Missing the class this week bothered me more than I thought it would. It reminded me of the times, as a child, I had gone on holiday with my parents for our two week summer break. I would always be sorry to go because of what I would miss out on with my friends. Not that I didn't enjoy the holiday once I arrived; I always felt a bit down since it was time that I wouldn't get to spend with my friends. Returning home then was one of the most enjoyable parts of the holiday.
For me, missing out on just one evening's lesson, is missing out, not on the learning, but the shared experience, the being part of something that brings us all together and gives us something in common.

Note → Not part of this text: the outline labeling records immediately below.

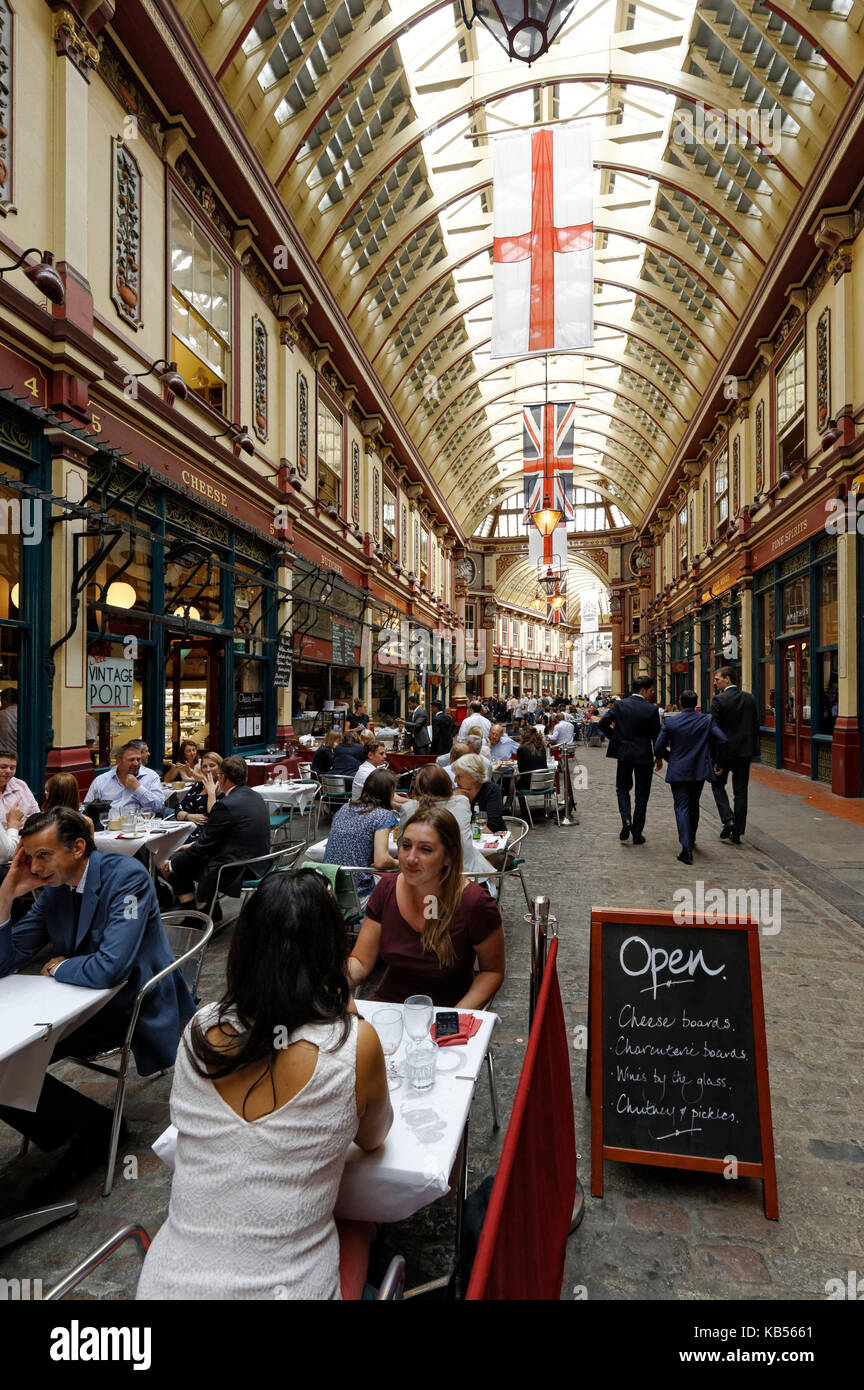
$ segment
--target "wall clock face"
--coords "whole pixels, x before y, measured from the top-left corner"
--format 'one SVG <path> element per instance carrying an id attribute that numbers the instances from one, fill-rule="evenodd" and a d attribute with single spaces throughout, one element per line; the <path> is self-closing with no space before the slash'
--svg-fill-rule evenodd
<path id="1" fill-rule="evenodd" d="M 456 566 L 456 578 L 461 580 L 463 584 L 474 584 L 476 578 L 476 566 L 470 555 L 464 555 Z"/>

Those of the group who have missed a few of the lessons through illness have appeared a little detached from the group as a whole, seeming, from my point of view, to feel inadequate compared to the the current counselling skills of others, and generally less likely to interact with the whole group.
Further to this feeling a part of something, I have noticed that unless I situate myself next to someone who is already present in the room when I arrive, others tend to sit away from me when they arrive. It is then only when there isn't enough seating elsewhere that people finally sit next to me.
This bothers me and it doesn't bother me. In so much as I have to wonder whether I put myself across as the friendly easy-going person I think I do, or whether I come across as rather high-maintenance, too energetic, or judgemental. It could very well be that the others feel more comfortable sitting alongside women, or that it is merely the luck of the draw.